Je ne sais pas quelle expérience était la plus étrange : se faire draguer par un maghrébin quarantenaire et marié en attendant mon film, ou bien assister à une séance 3D 4K HFR ATMOS ETTQT (et tutti-quanti). À choisir, autant prendre la drague, ça ne coûte pas 13,90€. C'est d'ailleurs dans ce cinéma qu'au premier semestre 2013, Pathé avait expérimenté son système Pigeon-Premium © : 1€ de plus pour accéder à la salle Atmos aux 55 enceintes, puis au choix, soit 2€ de plus pour les fauteuils inclinables et bien placés, soit 1€ de plus pour se placer sur les fauteuils copiés des "love seats" du MK2 Bibliothèque. Le traditionnel bonus 3D de 2€ restant évidemment applicable. Des exécutifs peu dégourdis ont découvert en l'espace de quelques mois que se taper une image publique moisie pour de telles broutilles, c'était pas terrible pour le business, et les suppléments ont naturellement disparu aussi vite qu'ils avaient vu le jour.
Je ne me plains pas, j'étais venu tester le HFR en pleine connaissance de cause, et je n'ai pas été déçu. Ou en fait si, dans un certain sens : je rejoins tous ceux qui disent que le passage de 24fps à 48fps est spectaculaire et encourage à l'immersion, mais je regrette que le coût de cette technologie empêche d'autres films que les plus riches blockbusters à y avoir accès. En particulier, je ne suis pas certain du bien-fondé du procédé pour un univers aussi quintessentiellement fantaisiste que celui du Hobbit, vu que le spectateur doit sans cesse combattre l'étonnement instinctif de voir des créatures étranges évoluer dans un espace quasi-réel, un peu trop détaché de l'imaginaire à mon goût. Comme si la phase d'adaptation à la 3D se répétait toutes les cinq minutes à cause d'un cerveau trop méfiant. Dans ces conditions, la décision d'UGC de laisser le monopole de cette attraction à la concurrence est pleinement compréhensible.

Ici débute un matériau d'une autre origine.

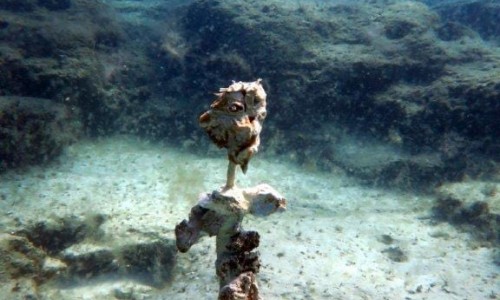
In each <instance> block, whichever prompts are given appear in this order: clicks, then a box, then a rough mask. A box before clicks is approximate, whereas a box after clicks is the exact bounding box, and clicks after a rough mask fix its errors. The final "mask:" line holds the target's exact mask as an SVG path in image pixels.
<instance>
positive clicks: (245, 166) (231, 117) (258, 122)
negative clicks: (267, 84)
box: [199, 79, 267, 172]
mask: <svg viewBox="0 0 500 300" xmlns="http://www.w3.org/2000/svg"><path fill="white" fill-rule="evenodd" d="M216 96H217V99H215V101H214V102H213V103H212V105H211V106H210V109H209V110H208V111H206V112H204V113H203V114H202V115H201V116H200V119H199V122H200V125H201V127H202V128H203V129H205V131H206V132H207V134H208V136H209V137H210V139H211V140H212V141H213V142H214V143H215V144H216V145H217V146H219V147H221V148H226V149H227V150H228V158H229V160H230V161H231V162H233V163H234V164H236V165H240V166H241V168H242V170H243V172H245V171H246V169H247V165H248V161H249V160H250V158H251V157H252V156H253V154H255V153H256V152H257V151H258V147H259V144H260V132H261V130H262V122H263V121H264V119H265V118H266V114H267V112H266V97H267V95H266V92H265V91H264V88H263V87H262V84H261V79H258V80H256V81H253V82H241V81H240V82H233V84H231V85H230V86H229V87H227V88H221V89H220V90H219V93H217V94H216Z"/></svg>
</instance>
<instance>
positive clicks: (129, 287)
mask: <svg viewBox="0 0 500 300" xmlns="http://www.w3.org/2000/svg"><path fill="white" fill-rule="evenodd" d="M225 170H226V160H225V153H224V151H222V150H221V151H220V158H217V159H213V158H203V157H197V156H195V155H191V154H186V153H183V152H182V151H181V150H178V149H174V148H173V147H167V146H162V145H157V144H156V145H155V144H148V143H145V142H141V141H138V140H135V139H131V138H123V137H121V138H114V139H108V140H102V141H99V142H81V143H79V144H76V145H74V146H72V147H70V148H69V149H68V151H67V153H66V154H65V155H64V157H63V158H61V159H60V161H59V162H57V163H54V164H52V165H51V166H48V167H44V168H32V169H30V170H28V171H25V172H9V173H5V174H2V175H1V176H0V180H1V181H0V195H1V199H2V200H1V201H0V209H1V213H0V230H4V231H9V230H12V229H13V228H15V226H16V224H18V223H26V222H29V221H40V220H43V219H46V218H49V217H51V216H67V215H82V216H83V215H88V214H92V213H100V214H104V215H106V216H107V219H106V221H105V222H104V224H103V225H102V226H101V228H102V229H103V230H104V232H105V234H106V236H107V237H109V238H107V239H106V241H105V242H106V243H108V244H112V245H115V244H121V243H126V242H130V240H131V239H141V236H143V237H147V238H151V237H159V238H170V239H173V238H174V233H173V229H174V227H175V224H176V223H178V222H180V221H181V220H182V219H184V218H186V217H187V216H188V213H189V211H190V209H191V207H192V206H193V205H194V204H195V203H196V202H197V198H198V195H199V194H200V193H202V192H210V191H212V190H214V189H216V188H218V187H219V186H221V185H223V184H224V177H225ZM263 182H266V183H269V184H271V185H272V186H273V187H275V188H276V189H277V190H278V191H280V192H281V193H282V194H283V195H285V197H286V198H287V199H288V201H289V205H288V210H287V211H286V212H285V213H282V214H276V215H272V216H270V217H268V218H255V217H248V218H246V220H245V223H244V226H245V229H248V230H257V231H259V233H260V235H261V245H260V247H259V251H260V253H261V260H262V268H261V273H260V274H259V275H258V278H259V281H260V285H261V289H262V295H263V296H264V298H266V299H405V298H406V297H408V299H486V298H489V297H493V296H495V295H496V296H497V297H498V295H499V292H500V288H499V285H498V271H499V270H498V267H497V266H495V265H494V264H493V262H492V257H491V251H490V250H489V249H485V248H475V249H474V248H471V247H470V246H469V245H468V243H467V240H468V235H467V234H463V233H459V232H457V231H456V230H455V229H454V228H452V227H451V226H449V225H447V224H438V225H430V222H429V221H428V220H426V219H425V217H426V216H427V215H428V214H429V209H430V207H431V205H432V201H433V199H432V198H431V197H424V196H418V195H413V194H404V193H400V192H391V191H386V190H382V189H373V188H367V187H362V186H359V185H357V184H355V182H354V181H353V180H352V179H349V178H346V177H343V176H341V175H338V174H327V173H308V172H306V171H304V170H301V169H299V168H297V167H295V166H293V165H290V164H288V163H286V162H283V161H279V160H277V159H273V158H270V157H266V155H265V153H259V154H258V155H257V157H256V158H254V159H253V160H252V162H251V163H250V167H249V170H248V174H247V175H246V176H244V175H242V174H240V173H239V174H238V184H239V185H240V186H244V187H247V186H254V185H257V184H259V183H263ZM384 237H385V238H384ZM134 241H135V240H134ZM214 243H215V241H214V239H208V238H205V239H203V240H202V241H201V242H200V243H199V244H196V245H195V246H193V248H192V249H191V250H190V251H189V252H188V253H186V254H178V262H177V265H176V267H175V271H176V273H175V275H174V278H173V280H172V282H171V283H170V284H169V285H168V286H167V287H166V288H164V289H162V290H157V289H154V288H151V287H149V286H147V285H144V284H141V283H137V282H134V281H132V280H130V279H126V278H120V277H119V276H117V277H114V278H111V277H109V278H104V277H101V278H96V279H93V280H91V281H88V282H82V283H81V284H79V285H72V286H68V287H66V288H64V289H61V288H60V287H58V286H54V285H53V284H51V283H48V284H46V285H44V286H42V287H41V289H40V291H41V292H40V293H41V294H42V295H43V296H44V297H45V298H47V299H115V297H117V296H118V297H120V295H121V296H123V295H125V296H127V295H128V294H133V295H135V297H136V298H135V299H215V298H216V295H217V290H218V282H217V278H216V276H215V270H214V261H215V245H214ZM100 246H103V247H106V245H100ZM100 246H99V245H96V247H100ZM387 249H392V250H395V249H399V250H400V251H401V252H402V253H403V254H404V255H405V256H406V258H407V259H406V260H405V259H403V261H401V262H396V261H394V260H391V259H390V258H389V255H388V252H387ZM125 296H123V297H125Z"/></svg>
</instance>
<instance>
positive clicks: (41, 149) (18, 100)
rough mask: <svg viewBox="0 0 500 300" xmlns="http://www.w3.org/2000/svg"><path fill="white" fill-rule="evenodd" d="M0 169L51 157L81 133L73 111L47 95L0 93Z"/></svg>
mask: <svg viewBox="0 0 500 300" xmlns="http://www.w3.org/2000/svg"><path fill="white" fill-rule="evenodd" d="M0 116H1V117H0V171H3V170H6V169H7V168H11V167H20V166H26V165H31V164H37V163H43V162H47V161H50V160H51V159H52V158H54V157H56V156H58V155H59V154H60V153H61V151H62V150H63V149H64V147H65V146H66V145H68V144H69V143H71V142H73V141H74V140H75V139H76V138H77V137H78V136H80V135H81V125H80V124H79V122H78V120H77V119H75V118H74V112H73V111H71V109H70V108H68V107H67V106H65V105H62V104H57V103H54V102H53V101H51V100H48V99H40V98H30V97H13V96H10V97H7V96H4V97H2V96H0Z"/></svg>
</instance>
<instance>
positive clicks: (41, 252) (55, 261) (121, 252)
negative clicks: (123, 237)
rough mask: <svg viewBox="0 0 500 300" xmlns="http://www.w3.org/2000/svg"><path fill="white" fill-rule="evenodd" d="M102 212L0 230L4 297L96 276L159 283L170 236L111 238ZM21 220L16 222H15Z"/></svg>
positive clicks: (77, 284) (169, 263) (162, 271)
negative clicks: (103, 225) (3, 229)
mask: <svg viewBox="0 0 500 300" xmlns="http://www.w3.org/2000/svg"><path fill="white" fill-rule="evenodd" d="M105 221H106V216H103V215H91V216H88V217H76V216H65V217H60V218H52V219H48V220H44V221H39V222H33V223H31V224H29V223H28V224H25V225H22V227H21V229H18V230H16V231H13V232H12V233H11V234H2V235H0V254H1V255H0V283H1V284H0V286H1V288H0V291H1V292H2V295H3V296H4V297H8V298H9V299H11V298H12V299H14V298H16V299H17V298H19V299H20V298H37V297H38V296H39V295H38V293H39V290H40V288H41V286H42V285H43V284H44V283H46V282H48V281H49V280H51V282H52V283H54V284H65V285H71V286H77V285H81V284H86V282H88V281H89V280H91V279H94V278H96V277H99V276H101V277H103V276H108V277H109V278H113V279H114V280H125V281H127V280H130V281H136V282H139V283H142V284H145V285H149V286H153V287H156V288H162V287H164V286H165V285H166V284H168V283H169V281H170V280H171V278H172V276H173V272H174V271H173V268H174V266H175V255H176V248H175V247H176V246H175V241H174V240H168V239H158V238H156V239H155V238H148V237H145V236H140V234H138V235H137V236H133V237H132V236H130V239H127V240H120V241H117V240H114V239H113V238H112V234H109V233H106V232H105V231H104V230H103V229H102V228H101V225H102V224H103V223H104V222H105ZM18 225H20V224H18Z"/></svg>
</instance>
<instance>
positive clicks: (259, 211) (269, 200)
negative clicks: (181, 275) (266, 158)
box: [175, 79, 286, 300]
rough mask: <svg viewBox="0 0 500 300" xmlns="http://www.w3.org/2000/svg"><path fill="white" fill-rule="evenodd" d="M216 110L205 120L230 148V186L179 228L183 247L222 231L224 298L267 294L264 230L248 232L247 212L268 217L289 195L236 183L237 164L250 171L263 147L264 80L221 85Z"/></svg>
mask: <svg viewBox="0 0 500 300" xmlns="http://www.w3.org/2000/svg"><path fill="white" fill-rule="evenodd" d="M216 95H217V97H218V98H217V99H216V100H215V101H214V102H213V103H212V105H211V106H210V110H208V111H207V112H205V113H203V114H202V115H201V116H200V119H199V122H200V125H201V127H202V128H204V129H205V131H206V132H207V134H208V135H209V137H210V138H211V140H212V141H213V142H214V143H215V144H217V145H218V146H219V147H221V148H222V147H223V148H226V149H227V151H228V159H229V165H228V172H227V181H226V185H225V186H224V187H222V188H220V189H219V190H216V191H213V192H212V193H205V194H203V195H201V197H200V199H199V201H198V204H197V205H195V206H194V207H193V208H192V209H191V213H190V214H189V219H188V220H183V221H182V222H181V223H179V224H178V225H177V226H176V227H175V235H176V243H177V249H179V251H180V252H187V251H188V250H189V248H191V246H192V245H194V244H195V243H196V242H197V241H198V239H199V238H200V237H201V234H203V233H206V234H208V235H209V236H216V251H217V260H216V262H215V268H216V273H217V276H218V277H219V282H220V290H219V299H220V300H226V299H228V300H229V299H231V300H232V299H245V300H257V299H262V298H261V297H260V296H259V289H258V286H257V282H256V277H255V274H257V273H258V272H259V268H260V260H259V254H258V253H257V252H252V250H254V249H255V248H257V247H258V246H259V238H260V236H259V234H258V233H257V232H255V231H244V230H243V229H242V228H241V222H242V221H243V217H244V216H245V215H246V214H253V215H256V216H266V215H269V214H271V213H273V212H276V211H282V210H284V209H285V208H286V200H285V198H284V197H283V196H281V195H280V194H279V193H278V192H277V191H276V190H274V189H273V188H272V187H271V186H269V185H267V184H260V185H258V186H255V187H252V188H245V189H241V188H238V187H236V186H235V181H236V168H237V166H238V165H239V166H240V167H241V169H242V171H243V173H245V172H246V170H247V167H248V162H249V161H250V159H251V158H252V156H253V155H254V154H255V153H256V152H257V151H258V147H259V144H260V132H261V130H262V122H263V121H264V119H265V117H266V93H265V91H264V88H263V87H262V84H261V80H260V79H259V80H257V81H254V82H233V84H232V85H230V86H229V87H228V88H222V89H220V93H218V94H216Z"/></svg>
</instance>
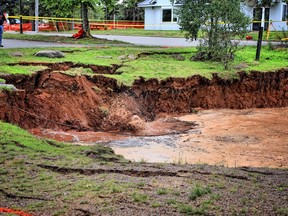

Pour le reste, j'aurais pu reprendre mon précédent article sur le Gaumont Parnasse, d'ailleurs aussi placé sous le signe du Hobbit. Le Wepler ouvre en 1956 avec une salle monumentale de 1700 places, quoique ridiculisée par les 6500 sièges du Gaumont Palace à quelques pas. A force d'absorption de cinés voisins, on arrive aujourd'hui à un peu plus de 2000 places dans douze salles. Et les films sont méthodiquement choisis pour leur probabilité d'occuper le top 12 du box-office de chaque semaine. Ici, le cinéma est un divertissement mercantile, et jamais un art.